Attends annual mandatory in-services.  Complies with Medical Center policies, and departmental procedures, objectives and improvement activities.  Must guard against the unauthorized release of confidential information and must realize that any breach of confidentiality will result in the immediate dismissal.  Follows established hospital and/or departmental procedures for dress, personal hygiene, and ID badges, recognizing that proper appearance assists in maintaining a professional image and authority.  Acknowledges project requests and follows through in an acceptable time frame.


EDUCATION AND EXPERIENCE



  • Education and Training: Licensed Registered Nurse, RHIA, RHIT, CCS, Paramedic, LPN or combination thereof preferred.  Prior experience in case management, utilization review, clinical documentation improvement, and/or coding accuracy preferred.
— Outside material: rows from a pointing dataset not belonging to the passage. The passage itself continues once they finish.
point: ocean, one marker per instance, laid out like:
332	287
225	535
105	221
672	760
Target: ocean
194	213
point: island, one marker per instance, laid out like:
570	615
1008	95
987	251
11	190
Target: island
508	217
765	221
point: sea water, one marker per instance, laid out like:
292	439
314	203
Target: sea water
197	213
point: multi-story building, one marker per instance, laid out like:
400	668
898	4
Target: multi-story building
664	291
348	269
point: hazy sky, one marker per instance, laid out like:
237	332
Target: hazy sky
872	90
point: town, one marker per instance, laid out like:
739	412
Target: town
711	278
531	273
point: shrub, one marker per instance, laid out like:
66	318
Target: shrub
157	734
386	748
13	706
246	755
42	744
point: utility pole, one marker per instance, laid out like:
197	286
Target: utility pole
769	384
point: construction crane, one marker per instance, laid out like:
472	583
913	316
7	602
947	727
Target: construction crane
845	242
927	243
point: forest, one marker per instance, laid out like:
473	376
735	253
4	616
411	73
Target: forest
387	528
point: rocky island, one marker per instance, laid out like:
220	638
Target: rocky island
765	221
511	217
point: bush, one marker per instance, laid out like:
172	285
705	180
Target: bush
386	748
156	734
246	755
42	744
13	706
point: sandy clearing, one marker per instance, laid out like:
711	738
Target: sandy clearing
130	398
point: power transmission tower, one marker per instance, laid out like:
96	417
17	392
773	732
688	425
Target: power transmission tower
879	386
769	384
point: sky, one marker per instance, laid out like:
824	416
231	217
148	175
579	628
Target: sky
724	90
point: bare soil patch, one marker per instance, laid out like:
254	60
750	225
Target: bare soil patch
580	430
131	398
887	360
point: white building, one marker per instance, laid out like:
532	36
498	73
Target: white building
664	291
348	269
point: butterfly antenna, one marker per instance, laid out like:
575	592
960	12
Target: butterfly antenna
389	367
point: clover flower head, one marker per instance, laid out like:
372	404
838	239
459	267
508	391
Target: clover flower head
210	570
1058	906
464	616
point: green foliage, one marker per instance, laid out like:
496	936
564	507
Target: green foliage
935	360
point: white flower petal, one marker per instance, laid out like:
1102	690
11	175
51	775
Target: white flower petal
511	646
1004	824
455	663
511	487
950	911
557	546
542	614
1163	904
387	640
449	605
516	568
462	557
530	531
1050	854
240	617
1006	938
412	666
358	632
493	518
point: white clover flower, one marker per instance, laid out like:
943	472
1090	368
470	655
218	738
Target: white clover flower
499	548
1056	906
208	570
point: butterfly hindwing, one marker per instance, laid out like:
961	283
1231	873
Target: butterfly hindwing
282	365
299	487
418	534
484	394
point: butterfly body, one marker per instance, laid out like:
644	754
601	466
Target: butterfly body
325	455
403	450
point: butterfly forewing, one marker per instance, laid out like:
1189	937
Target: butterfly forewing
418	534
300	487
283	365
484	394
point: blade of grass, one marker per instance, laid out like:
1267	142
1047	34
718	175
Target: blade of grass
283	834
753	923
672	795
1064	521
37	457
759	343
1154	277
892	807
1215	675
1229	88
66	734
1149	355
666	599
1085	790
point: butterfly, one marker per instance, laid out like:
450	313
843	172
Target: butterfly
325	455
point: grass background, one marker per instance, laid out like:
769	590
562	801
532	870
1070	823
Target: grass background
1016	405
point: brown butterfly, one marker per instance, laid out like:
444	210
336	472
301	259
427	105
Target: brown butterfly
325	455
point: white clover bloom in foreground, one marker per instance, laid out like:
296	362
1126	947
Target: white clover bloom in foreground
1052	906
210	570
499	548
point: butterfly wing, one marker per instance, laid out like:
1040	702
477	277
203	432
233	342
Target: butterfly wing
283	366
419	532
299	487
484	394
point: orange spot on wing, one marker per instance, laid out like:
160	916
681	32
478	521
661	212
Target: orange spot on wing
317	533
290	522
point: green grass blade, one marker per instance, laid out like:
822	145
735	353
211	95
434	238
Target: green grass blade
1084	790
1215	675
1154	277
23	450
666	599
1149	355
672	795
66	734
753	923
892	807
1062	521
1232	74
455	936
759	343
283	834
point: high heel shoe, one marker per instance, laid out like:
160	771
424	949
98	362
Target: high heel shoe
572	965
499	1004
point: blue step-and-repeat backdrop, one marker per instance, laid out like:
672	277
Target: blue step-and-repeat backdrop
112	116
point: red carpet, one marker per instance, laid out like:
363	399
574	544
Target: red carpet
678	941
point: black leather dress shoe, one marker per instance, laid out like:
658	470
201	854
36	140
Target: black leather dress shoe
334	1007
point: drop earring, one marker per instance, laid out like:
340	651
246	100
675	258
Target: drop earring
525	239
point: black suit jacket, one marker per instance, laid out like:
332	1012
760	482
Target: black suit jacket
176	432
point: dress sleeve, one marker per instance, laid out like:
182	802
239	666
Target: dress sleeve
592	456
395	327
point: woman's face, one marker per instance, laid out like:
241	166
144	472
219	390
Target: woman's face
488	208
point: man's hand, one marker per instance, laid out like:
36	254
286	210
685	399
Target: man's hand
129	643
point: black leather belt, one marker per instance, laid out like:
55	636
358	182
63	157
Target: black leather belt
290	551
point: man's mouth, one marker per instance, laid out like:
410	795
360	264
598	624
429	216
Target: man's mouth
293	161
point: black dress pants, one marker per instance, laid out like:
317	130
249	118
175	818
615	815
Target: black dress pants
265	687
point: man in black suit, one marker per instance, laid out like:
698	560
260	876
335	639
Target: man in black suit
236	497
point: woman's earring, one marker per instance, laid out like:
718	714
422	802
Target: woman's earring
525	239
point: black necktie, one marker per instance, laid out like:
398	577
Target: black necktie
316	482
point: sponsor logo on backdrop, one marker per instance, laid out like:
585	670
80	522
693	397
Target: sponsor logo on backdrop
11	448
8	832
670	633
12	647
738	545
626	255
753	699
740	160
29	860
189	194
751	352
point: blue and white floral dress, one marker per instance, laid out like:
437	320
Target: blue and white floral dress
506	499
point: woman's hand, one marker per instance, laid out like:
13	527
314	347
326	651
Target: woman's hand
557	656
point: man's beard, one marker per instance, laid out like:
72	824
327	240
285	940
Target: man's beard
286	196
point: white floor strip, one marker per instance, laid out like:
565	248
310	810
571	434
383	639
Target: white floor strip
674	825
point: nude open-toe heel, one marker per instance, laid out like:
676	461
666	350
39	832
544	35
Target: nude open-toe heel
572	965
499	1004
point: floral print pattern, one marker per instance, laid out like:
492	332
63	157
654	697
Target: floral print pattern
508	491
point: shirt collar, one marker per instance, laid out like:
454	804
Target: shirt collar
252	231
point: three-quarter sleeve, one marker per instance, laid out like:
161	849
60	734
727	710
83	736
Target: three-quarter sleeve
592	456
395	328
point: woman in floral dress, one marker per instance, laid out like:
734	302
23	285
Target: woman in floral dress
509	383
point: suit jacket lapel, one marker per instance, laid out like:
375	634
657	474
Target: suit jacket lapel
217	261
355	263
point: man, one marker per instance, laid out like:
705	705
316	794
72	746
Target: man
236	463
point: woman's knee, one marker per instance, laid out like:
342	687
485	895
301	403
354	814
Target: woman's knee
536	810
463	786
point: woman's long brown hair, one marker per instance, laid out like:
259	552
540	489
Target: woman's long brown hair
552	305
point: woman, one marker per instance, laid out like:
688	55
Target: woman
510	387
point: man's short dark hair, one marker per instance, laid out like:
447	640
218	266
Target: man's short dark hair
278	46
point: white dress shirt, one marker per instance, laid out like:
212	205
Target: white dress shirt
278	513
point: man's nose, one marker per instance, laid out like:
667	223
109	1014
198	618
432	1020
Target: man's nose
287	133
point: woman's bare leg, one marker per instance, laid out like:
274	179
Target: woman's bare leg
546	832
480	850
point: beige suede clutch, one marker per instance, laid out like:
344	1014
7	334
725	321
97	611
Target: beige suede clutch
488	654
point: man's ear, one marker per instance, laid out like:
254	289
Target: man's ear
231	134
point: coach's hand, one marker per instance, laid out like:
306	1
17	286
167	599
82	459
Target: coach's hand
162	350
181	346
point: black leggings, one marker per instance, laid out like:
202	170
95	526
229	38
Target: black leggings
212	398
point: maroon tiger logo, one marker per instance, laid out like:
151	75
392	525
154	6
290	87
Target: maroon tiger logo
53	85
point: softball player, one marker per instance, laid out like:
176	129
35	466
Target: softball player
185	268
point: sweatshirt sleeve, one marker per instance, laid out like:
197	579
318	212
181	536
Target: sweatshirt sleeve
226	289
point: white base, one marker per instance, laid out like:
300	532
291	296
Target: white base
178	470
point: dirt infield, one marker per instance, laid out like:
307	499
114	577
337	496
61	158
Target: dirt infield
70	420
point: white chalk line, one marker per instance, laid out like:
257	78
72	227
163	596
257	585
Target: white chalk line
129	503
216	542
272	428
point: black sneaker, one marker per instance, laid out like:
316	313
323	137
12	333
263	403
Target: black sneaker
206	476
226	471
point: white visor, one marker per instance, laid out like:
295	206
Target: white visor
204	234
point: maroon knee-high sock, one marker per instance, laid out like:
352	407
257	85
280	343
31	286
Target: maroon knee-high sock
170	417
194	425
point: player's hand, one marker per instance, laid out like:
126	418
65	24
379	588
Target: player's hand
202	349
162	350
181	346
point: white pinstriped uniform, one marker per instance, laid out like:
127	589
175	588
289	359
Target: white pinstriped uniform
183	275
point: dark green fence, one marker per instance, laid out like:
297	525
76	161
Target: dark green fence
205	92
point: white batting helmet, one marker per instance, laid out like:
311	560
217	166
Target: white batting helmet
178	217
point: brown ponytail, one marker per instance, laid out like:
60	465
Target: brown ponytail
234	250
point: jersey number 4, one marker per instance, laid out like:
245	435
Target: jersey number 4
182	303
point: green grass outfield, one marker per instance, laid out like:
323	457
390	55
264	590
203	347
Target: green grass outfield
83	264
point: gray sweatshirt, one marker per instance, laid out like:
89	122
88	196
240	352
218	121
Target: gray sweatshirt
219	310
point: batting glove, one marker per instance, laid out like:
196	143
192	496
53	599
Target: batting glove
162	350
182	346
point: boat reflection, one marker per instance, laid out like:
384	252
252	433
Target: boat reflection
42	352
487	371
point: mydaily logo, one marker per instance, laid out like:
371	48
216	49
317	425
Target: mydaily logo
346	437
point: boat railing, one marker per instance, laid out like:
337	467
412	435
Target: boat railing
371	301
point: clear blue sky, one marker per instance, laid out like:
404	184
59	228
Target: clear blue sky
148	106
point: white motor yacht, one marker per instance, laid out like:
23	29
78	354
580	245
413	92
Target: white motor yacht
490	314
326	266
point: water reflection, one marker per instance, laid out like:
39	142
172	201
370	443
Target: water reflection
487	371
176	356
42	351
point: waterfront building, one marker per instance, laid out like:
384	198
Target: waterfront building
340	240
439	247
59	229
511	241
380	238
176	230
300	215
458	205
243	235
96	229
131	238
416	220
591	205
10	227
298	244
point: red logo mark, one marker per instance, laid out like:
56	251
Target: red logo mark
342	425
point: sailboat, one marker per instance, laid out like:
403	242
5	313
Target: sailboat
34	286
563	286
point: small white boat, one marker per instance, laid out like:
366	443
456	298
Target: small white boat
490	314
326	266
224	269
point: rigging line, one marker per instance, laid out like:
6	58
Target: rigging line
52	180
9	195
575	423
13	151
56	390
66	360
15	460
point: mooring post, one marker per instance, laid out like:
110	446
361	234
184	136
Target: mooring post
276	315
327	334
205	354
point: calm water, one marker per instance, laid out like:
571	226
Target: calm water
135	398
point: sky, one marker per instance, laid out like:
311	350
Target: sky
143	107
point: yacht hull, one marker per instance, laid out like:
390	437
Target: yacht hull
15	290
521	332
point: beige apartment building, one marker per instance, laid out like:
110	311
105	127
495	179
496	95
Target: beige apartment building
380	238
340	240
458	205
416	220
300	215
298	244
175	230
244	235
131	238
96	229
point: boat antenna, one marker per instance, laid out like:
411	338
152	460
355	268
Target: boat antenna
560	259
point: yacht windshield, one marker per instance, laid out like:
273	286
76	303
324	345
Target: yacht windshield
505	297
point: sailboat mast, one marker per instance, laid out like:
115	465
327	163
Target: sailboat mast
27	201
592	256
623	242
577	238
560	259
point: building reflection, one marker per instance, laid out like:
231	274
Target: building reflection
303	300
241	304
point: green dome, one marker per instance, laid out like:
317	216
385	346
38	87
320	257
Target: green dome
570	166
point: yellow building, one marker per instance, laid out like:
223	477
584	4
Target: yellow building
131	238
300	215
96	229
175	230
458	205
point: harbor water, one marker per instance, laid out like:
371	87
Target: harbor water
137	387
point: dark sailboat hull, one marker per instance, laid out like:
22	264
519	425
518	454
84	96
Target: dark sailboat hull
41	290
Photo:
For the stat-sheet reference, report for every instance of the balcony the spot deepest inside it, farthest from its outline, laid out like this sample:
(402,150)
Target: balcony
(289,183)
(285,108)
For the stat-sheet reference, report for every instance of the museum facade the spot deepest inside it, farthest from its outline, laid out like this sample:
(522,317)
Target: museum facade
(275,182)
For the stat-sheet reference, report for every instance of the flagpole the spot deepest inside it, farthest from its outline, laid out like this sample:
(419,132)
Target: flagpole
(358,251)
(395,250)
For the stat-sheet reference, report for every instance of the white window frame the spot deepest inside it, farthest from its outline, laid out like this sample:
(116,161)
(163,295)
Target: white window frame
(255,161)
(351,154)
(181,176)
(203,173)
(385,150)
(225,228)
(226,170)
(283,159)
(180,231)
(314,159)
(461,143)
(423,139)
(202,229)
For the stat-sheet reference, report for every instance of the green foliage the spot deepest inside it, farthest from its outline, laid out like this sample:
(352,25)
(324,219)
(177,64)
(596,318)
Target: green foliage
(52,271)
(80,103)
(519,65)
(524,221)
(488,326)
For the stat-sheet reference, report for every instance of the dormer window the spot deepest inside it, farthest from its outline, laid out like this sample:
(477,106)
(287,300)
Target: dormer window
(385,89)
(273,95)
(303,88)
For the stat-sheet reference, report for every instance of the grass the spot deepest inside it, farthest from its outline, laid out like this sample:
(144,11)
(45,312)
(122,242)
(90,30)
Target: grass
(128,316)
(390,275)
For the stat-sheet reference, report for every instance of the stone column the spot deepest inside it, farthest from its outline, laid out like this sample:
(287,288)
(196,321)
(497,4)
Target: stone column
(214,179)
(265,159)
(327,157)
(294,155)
  • Experience: Minimum of 4 years’ experience in an acute adult in-patient clinical role for RNs, Paramedics and LPNs with demonstrated critical thinking skills or a minimum of two years’ experience with inpatient coding for coders, process improvement in an acute care facility preferred or equivalent experience.  Certified Clinical Documentation Improvement Specialist (CCDS) or Certified Documentation Improvement CDI Practitioner preferred. Bachelor’s degree in nursing may be substituted for two years of the required work experience. Knowledge of concurrent coding and documentation improvement, preferred.    Experience in development of reference based continuing educational programs using Adult Learning Principles.  Must be self-motivated and have the ability to work within the established policies, procedures and practices prescribed by the facility, corporation and the immediate supervisor.

  • Affiliations: TBD.


PHYSICAL ABILITIES & WORK ENVIRONMENT


The physical demands described below are representative of those that must be met by an employee to successfully perform essential functions of the job. Reasonable accommodations may be made to enable individuals with disabilities to perform the essential duties and functions of the position. The list below of minimum essential functions is illustrative of the minimums only and is not a comprehensive listing of all functions and tasks performed.



  • Ability to lift and move boxes up to 40 pounds.

  • Ability to sit at a computer for prolonged periods of time.

  • Ability to work in a typical office environment.

  • Ability to tolerate stress.

  • Ability to conduct tasks and successfully perform under critical deadlines.

  • Ability of seeing and having depth perception is required

  • Manual dexterity to operate office equipment and examine documents, records and files.

  • Works in the following settings: patient care areas, office, and/or classroom environment.

  • Sits, walks, and stands intermittently throughout workday.

  • 90% of job requires computer data entry and use of software programs.

  • Must be able to work independently and as a team member.